You may have heard of the term, “Pay yourself first” which usually means putting aside a certain percentage of your income aside for retirement. I want to add another sentence for your vocabulary, “Protect myself first”. The reason being is that if you have no regular income, you won’t be able to put any kind of money away for retirement anyway. Furthermore, you may end up using whatever you have set aside for retirement in order to live.

As already mentioned, if you end up having a condition where you need treatments in order to recover so that you can return to work (like I did), who’s going to pay for those treatments if your claim(s) is rejected? In my case, even one of the Compensation Board’s own doctor’s indicated that I needed specific treatments for my back injury and over half of those recommended treatments were rejected.

When I spoke with an official that deals with worker’s compensation board appeals, he shared with me a very scary number. He indicated that the worker’s compensation boards (for example) know that only about 20% of the claim rejections are ever appealed. This means that it’s within their vested interest to issue numerous denials, regardless of what documentation is submitted.

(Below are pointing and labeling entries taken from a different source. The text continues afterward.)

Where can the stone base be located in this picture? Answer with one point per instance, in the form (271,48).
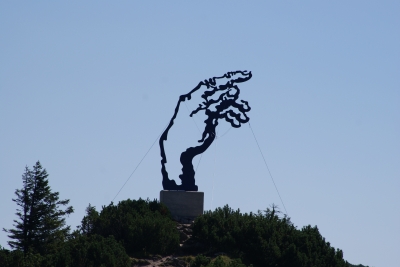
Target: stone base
(184,206)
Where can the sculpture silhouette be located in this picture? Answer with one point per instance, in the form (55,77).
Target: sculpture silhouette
(224,107)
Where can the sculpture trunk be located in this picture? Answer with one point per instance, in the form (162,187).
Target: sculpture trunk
(187,176)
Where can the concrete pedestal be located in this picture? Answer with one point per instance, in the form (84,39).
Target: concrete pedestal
(184,206)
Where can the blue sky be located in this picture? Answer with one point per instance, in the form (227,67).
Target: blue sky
(86,88)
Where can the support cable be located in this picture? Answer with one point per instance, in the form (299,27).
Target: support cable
(139,163)
(268,168)
(215,164)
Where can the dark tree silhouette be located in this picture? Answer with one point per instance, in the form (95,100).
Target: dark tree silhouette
(220,102)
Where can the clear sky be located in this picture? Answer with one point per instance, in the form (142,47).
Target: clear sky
(86,87)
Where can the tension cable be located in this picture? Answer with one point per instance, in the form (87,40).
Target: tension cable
(267,168)
(139,163)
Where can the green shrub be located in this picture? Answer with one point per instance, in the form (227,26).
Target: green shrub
(93,251)
(143,227)
(264,239)
(16,258)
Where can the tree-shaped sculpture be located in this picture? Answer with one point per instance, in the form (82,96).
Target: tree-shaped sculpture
(220,102)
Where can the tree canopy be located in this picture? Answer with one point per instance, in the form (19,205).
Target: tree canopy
(40,224)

When it comes to private insurance companies, there’s the option of pursuing legal action, which could also take years. In fact there are law firms that all they specialize in is disability claim denial cases.  Depending on the jurisdiction, it’s rare that a person will ever come out ahead financially if their claims were rejected. Don’t become a statistic and one of the countless horror stories. Whatever you set aside each month for retirement, you need to set an equal amount into an EF.